Lots of the static we hear concerns alleged police racism and racial profiling. Well, black cops now make up a significant portion of most urban forces: but no one, until Heather Mac Donald’s remarkable “The Black Cops You Never Hear About,” had thought to ask these officers, ideal commentators on such contentious issues, for their views. What is so reassuring about Mac Donald’s interviews in eight departments across the country is not just that these admirable lawmen forcefully reject the racism and racial profiling charges—leveled against them as well as against their white colleagues—but also that they are solid, commonsensical, middle-class Americans, who take for granted that they are the protectors of a black community of law-abiding good people against the depradations of a minority of thugs.

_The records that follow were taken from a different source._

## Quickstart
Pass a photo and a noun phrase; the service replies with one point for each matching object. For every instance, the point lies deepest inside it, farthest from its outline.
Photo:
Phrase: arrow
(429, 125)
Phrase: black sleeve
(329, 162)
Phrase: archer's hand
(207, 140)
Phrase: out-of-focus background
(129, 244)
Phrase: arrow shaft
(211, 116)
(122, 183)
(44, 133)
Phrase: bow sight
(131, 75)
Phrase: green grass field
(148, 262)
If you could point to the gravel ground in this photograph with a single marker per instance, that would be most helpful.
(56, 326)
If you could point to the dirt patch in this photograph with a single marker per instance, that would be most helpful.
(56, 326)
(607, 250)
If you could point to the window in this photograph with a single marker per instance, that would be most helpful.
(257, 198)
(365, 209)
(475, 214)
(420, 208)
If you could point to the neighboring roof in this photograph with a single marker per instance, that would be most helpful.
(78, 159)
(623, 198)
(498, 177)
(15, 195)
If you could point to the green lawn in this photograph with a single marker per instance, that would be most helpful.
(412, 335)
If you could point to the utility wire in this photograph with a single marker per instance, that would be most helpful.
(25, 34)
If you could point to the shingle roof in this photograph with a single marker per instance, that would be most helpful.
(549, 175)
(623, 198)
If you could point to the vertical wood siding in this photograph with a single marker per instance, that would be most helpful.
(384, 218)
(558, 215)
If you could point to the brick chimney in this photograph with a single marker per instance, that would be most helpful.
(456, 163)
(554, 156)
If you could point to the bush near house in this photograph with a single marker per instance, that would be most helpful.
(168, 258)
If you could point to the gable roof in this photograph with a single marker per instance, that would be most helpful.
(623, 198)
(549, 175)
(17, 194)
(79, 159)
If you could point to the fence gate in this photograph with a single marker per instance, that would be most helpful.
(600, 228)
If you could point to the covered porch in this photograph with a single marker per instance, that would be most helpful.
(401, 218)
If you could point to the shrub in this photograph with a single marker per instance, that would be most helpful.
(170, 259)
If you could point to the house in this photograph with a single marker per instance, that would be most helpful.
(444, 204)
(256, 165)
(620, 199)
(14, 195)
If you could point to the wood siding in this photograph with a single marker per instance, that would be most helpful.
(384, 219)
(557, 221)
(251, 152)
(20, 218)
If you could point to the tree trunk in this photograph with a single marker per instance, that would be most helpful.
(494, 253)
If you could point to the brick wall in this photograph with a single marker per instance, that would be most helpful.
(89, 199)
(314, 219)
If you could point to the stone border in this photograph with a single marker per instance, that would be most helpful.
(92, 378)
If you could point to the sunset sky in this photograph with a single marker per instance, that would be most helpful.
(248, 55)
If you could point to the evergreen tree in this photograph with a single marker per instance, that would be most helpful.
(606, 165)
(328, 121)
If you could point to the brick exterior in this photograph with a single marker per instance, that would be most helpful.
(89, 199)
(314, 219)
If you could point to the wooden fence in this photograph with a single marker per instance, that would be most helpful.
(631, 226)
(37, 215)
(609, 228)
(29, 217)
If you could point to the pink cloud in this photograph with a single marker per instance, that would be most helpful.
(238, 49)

The press may look to the opinions of dissident, alienated black cop organizations like “100 Black Men in Law Enforcement Who Care,” but—putting aside the question of whether such groups really have the 100 members they claim and really do “care” beyond any other cops—the upbeat, can-do, no-nonsense officers Mac Donald interviewed seem much more likely to represent mainstream African-American police sentiment.

Even noisier static comes from such self-appointed black leaders as Jesse Jackson and Al Sharpton. But, as John H. McWhorter argues in “Why Blacks don’t Need Leaders,” such characters have no function, since the civil rights movement they claim to lead ended in total victory long ago. Now blacks just need to walk through the doors that are open to them, as so many have done, like the black cops Mac Donald interviewed. With no real use, people like Reverends Jackson and Sharpton are puny caricatures of the Reverends King and Abernathy, devoted only to their disreputable self-aggrandizement. True, a minority of inner-city black Americans unable to grasp the opportunity that the civil rights movement opened do need some guidance, McWhorter shows, not to change the larger society but to change themselves and their immediate communities. And McWhorter introduces us to some of the admirable guides already on the job.

Victor Davis Hanson argues in his moving “The Civic Education America Needs” that our nation’s capacity to correct its flaws and bring its social reality into line with its ideals—as is clearly happening with respect to race—is one of the features that make it so exceptional in world history. That uniqueness, and those ideals, our schools used to teach our children, until PC made it gauche to assert American exceptionalism: but in a time of war, Hanson makes clear, kids need to learn what we are fighting to preserve. Not that our society is perfect, of course: and two other stories in this issue point out flaws in our democracy that our continual process of amelioration needs to correct. As Brian C. Anderson points out in “Why the Battle for the Court Will Be Nasty,” for half a century and more the Supreme Court has gone beyond its constitutional function, making, rather than merely interpreting, the law. Such legislation from the bench once gave us conservative outcomes; but because for a long time the outcomes have been liberal, the Left resists any return to a more limited (and constitutional) judicial role. But as Anderson points out, judicial activism could move Rightward at any time, showing the Left why the Founders were wise to establish a judicial restraint acceptable to all. And as Steven Malanga observes in “Gotham’s Unrepresentative Representatives,” the strange, undemocratic current state of New York City politics, with a feckless GOP and a Democratic party in the grip of the public employee unions, has yielded a crop of congressmen who almost always vote against their constituents’ economic interest.

Finally, don’t miss Theodore Dalrymple’s and Stefan Kanfer’s exhilaratingly irreverent critiques of Virginia Woolf and Noam Chomsky—two influential intellectuals whose foolish and squalid ideas have helped blind so many to the unique blessings Western—and especially American—civilization has heaped upon them.